The last word I would ever use for Pynchon's work is "cinematic," so it seems like a perverse joke that Paul Thomas Anderson would go all-in on an adaptation of one of Pynchon's books. Even more unlikely is just how right Anderson ends up being for the material. It would be easy to try to compare "Inherent Vice" to other films in the same genre. You'll read plenty of comparisons to Robert Altman's "The Long Goodbye" or "The Big Lebowski" by the Coens, but it's really not doing the same thing either of those films did. This is a singular thing, and it is gorgeous.

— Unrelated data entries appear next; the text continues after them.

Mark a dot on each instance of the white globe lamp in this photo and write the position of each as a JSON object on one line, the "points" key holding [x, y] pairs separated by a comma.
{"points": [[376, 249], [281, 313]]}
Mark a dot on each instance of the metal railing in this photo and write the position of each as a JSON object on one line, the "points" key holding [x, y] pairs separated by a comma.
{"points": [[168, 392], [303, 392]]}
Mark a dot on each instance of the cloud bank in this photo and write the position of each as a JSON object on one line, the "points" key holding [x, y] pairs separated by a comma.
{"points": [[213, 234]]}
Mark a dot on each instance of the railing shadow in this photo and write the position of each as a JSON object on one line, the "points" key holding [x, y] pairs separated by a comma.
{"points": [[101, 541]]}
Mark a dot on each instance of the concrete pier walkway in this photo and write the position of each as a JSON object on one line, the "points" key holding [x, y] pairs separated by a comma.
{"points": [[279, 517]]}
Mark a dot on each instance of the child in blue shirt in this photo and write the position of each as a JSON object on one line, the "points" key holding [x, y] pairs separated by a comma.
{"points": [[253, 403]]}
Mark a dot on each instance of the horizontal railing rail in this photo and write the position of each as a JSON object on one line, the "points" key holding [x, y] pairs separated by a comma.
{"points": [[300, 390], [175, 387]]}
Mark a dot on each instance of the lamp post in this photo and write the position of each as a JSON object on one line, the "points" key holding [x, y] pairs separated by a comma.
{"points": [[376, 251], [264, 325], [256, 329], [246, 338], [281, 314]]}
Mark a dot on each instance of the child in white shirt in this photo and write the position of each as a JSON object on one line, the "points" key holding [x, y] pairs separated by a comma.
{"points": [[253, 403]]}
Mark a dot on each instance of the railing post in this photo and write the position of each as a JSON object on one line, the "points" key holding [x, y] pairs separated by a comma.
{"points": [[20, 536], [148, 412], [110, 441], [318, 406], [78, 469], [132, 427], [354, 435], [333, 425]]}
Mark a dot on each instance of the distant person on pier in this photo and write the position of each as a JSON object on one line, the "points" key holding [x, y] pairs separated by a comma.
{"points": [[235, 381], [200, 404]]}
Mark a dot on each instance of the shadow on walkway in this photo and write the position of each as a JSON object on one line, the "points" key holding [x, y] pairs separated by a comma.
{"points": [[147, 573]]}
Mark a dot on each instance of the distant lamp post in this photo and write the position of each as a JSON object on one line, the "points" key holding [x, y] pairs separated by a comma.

It's not a movie. It's a contact high.

The Guardian:

Inherent Vice, by contrast, turns out to be a ramshackle triumph; a colourful detour disguised as a crime caper, making antic hay fromThomas Pynchon's 2009 novel. Anderson's yarn arrived at the New York film festival confidently billed as one of the prizes of the autumn season, buttressed by an all-star cast and exciting instant talk of Oscar glory. And yet Vice, for all its virtues, is too wild, baggy and disreputable to play well with Academy members – and this is surely for the best. The film's natural habitat is with the deadbeats and the dreamers, in a bygone California where hippie freak-ins bloom like wildflowers and a menu at the massage parlour advertises oral sex for $14.99. They should screen it in a pop-up cinema in a city park, with complimentary reefers and a henna tattoo.

Vanity Fair:

To me, Inherent Vice is a little too zonked, meandering and overly long, an ultimately pointless story told by a stoned person. I realize that's kind of the point, but it makes for eye-itching viewing, despite all of Anderson's typically stunning camera work and nifty staging. Though it features fine performances from actors like Benicio del Toro, Josh Brolin, and, briefly, Martin Short, the film's women get short shrift. Mostly they are stringy-haired beach pixies, or cool hippie chicks, or sprightly sex workers, who act as winking-cool window dressing until their body parts present some narrative function. At least Jena Malone makes a funny, sad impression in her one scene as a recovering heroin addict, while Waterston is often captivating in her haunted, dazed murmur. (Speaking of dazed murmurs, otherworldly indie harpist-singer Joanna Newsom provides some dreamy voice over narration.) This is an intriguingly cast film, as all Paul Thomas Anderson films are. I just wish he'd given some of his actors more to do.

Film School Rejects:

There seems to be an appealing sense of impenetrability to PT Anderson's films, something similar to the way people usually say that you can only begin to understand Stanley Kubrick films ten years after their initial release. Anderson has surely gotten many comparisons to Kubrick in recent years, and they aren't far off. He has reached a certain similar level of creative autonomy and critical recognition that not many other filmmakers can claim, and continues to make some of the most undeniably engrossing films that render equal amounts of legitimate reactions both for and against them. Inherent Vice is no different, and should rouse healthy conversation on both sides of the argument, but for my money's worth it's another excellent chapter in the career of one of the contemporary greats.

Screencrush:

In a question and answer session after Saturday morning's New York Film Festival premiere of 'Inherent Vice,' Paul Thomas Anderson compared his new film to Howard Hawks' 'The Big Sleep,' adding, "I couldn't follow any of it and it didn't matter." This is also an apt way of describing 'Inherent Vice.' The problem is, 'Inherent Vice' isn't, say, 'Mulholland Drive' confusing – it's still coherent enough that while watching, I still feel like I'msupposed to know what's going on – and there's this foreboding feeling that some sort of big reveal is coming that I was going to miss out on while the rest of the audience shrieks with approval. This hypothetical reveal never happens and, after the movie is over, it became apparent that I shouldn't have been quite that worried because it didn't matter. None of the plot matters; it's the individual situations that matter. 'Inherent Vice' is almost a series of interesting and loosely connected vignettes.